THE BIG STORY

Roman Gastesi’s money isn’t his

BY RICK BOETTGER

     Our county administrator has been deposed in his four-year-long losing lawsuit against Stand Up for Animals (SUFA) and its director, Linda Gottwald. If he repeats his words in court, I don’t know how the judge and jury will stop themselves from laughing.

     To recap, in August of 2010, Roman froze SUFA’s bank accounts, putting them out of business, so, as I allege in detail in my upcoming formal state ethics complaint, George Nugent’s friends could get the quarter-million-dollar contract to run the Marathon and Big Pine animal shelters. SUFA had done a great job, no complaints by the county and rave reviews from animal lovers, for eight years. George’s friends quickly closed the Big Pine shelter, suffered a mandatory quarantine of the Marathon shelter, and had to fire the director who had convinced George to get rid of SUFA and Linda in the first place.

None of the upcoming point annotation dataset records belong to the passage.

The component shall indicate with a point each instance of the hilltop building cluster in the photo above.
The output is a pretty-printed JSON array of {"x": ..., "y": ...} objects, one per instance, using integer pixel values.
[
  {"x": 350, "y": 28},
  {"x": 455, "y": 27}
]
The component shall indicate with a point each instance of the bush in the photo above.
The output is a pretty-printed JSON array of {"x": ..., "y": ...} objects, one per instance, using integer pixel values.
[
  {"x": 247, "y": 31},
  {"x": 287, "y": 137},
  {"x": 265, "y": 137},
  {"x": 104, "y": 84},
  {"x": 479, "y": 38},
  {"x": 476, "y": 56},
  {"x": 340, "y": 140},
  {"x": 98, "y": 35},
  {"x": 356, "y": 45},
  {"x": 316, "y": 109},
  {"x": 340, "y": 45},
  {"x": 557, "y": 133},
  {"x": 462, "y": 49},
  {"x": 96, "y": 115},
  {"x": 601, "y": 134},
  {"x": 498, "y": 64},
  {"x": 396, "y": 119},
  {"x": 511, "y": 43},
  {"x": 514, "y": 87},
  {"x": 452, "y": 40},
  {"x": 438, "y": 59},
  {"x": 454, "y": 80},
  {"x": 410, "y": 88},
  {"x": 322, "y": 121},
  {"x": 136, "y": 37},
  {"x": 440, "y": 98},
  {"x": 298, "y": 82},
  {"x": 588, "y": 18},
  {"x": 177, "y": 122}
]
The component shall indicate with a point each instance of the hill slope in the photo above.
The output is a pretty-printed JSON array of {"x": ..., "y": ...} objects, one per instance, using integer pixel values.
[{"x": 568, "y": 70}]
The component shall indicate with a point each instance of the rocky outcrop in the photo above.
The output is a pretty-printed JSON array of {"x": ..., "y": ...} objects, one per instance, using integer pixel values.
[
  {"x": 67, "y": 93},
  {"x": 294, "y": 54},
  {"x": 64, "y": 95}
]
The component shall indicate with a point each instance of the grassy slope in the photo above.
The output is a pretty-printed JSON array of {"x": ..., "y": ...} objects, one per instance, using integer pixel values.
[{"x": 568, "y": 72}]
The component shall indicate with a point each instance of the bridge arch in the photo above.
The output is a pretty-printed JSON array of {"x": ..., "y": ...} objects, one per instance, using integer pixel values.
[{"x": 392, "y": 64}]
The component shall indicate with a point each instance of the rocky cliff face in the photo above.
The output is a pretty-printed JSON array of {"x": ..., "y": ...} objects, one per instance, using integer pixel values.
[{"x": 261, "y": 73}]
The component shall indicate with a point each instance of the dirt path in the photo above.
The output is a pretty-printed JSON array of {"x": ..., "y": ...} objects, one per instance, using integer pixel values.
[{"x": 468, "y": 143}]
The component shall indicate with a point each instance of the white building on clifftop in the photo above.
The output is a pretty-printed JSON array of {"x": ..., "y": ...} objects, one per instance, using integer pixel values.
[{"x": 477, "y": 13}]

     The pretext for putting SUFA  out of business was that she had breached her fiduciary duty to the county, spending a tiny amount of money in a way the county didn’t like. This has been nonsense from the start. SUFA was, on page one of their contract, an “independent contractor.” Any legal definition will include language like this: “An independent contractor is not under the control, guidance, or influence of the client, and does not have a fiduciary duty.”

     A fiduciary is someone like a lawyer holding someone’s money in escrow. It’s illegal for him to spend it in ways not defined by the escrow. SUFA, and every other contractor with the county, simply gets paid for services rendered. SUFA has counter-sued and won every step of the way since August 2010. Roman was deposed to find out what justification he thought the county had to grab SUFA’s money.

     Roman testified after the person the county sent to explain SUFA’s contract, Beth Leto, had demonstrated she had no idea what “independent contractor” and “fiduciary” meant. She simply asserted that the county was completely free of legal liability for anything SUFA did, but SUFA was actually under strict control of the county, and not at all independent. So Roman had to back up this absurd position.

     He tried to do so in the most surprising, and actually hilarious way I could imagine. Roman said repeatedly that any money the county spends remains county money forever.  Question: “If the county buys a concrete block … from a hardware store, it receives that concrete block. The money it paid to the hardware store is whose money?”  Roman’s answer, under oath: “It’s the county’s money.” He said the same thing about his own salary — even when it’s in his bank account, it’s still the county’s money, and they can take it back whenever they want to.

     This is Alice in Wonderland stuff here. This is what Roman’s lawyers force him to say in order to support their absurd position that the money they paid, monthly and in arrears for the services SUFA rendered, actually was still their money forever, and they could grab it back whenever they wanted — for example, when the county mayor wanted to give the contract to his friends.

     The county had their lawsuit overturned on appeal, and SUFA got its money back. So the county tried to get SUFA’s countersuit dropped by suing SUFA’s auditor and entire board of directors. The judge dropped the board. So the county tried a second time to include the board. The attempt was dismissed again, with prejudice. The county then tried to bar the board’s lawyer from asking questions during Roman’s deposition. This too was denied. Expensive investigations — our tax money — by the State Attorney, FDLE and a forensic accountant all found nothing. Lose, lose, lose.

     So now, Danny Kolhage is going to be deposed for his role. It will be bloody — or inventively hilarious, in some way I can’t imagine, like Roman’s. Roman also amused by maintaining he was “duped” into buying 80%-off cell phones for his kids by his underling, and that the Grand Jury was “politically motivated” in recommending he be fired.

     For years I have tried to get the county out of their SUFA mess, a worse scandal than Duck Tours ever was, though not as bad as the take-down of our police and fire departments in the ’80s. I may have in an odd way succeeded. Going through the two-foot-high stack of legal filings, I couldn’t find Roman’s signature on the initial filing. He, as the county administrator, is the plaintiff. I remember vividly the judge denying the initial filing of my suit against the city to re-open the cemetery gates because, though I signed my filing as the “lawyer,” I did not include the separate, notarized signature on my affidavit as the litigant. The suit against SUFA that put them out of business has only Roman’s attorney’s signature, that of the now-retired Suzanne Hutton.

     Roman said as much in his deposition: Questions about SUFA “just went to legal” and he “doesn’t remember” signing any lawsuit. It may have been that the county attorney made the same mistake I did as a pro se first-time filer. Or, “legal” was the loose cannon. Roman said he would have talked to Linda about spending questions, “the way we did with the YMCA” about a similar issue. The county’s whole case should never have been. Maybe it will now evaporate, and Danny can breathe a sigh of relief.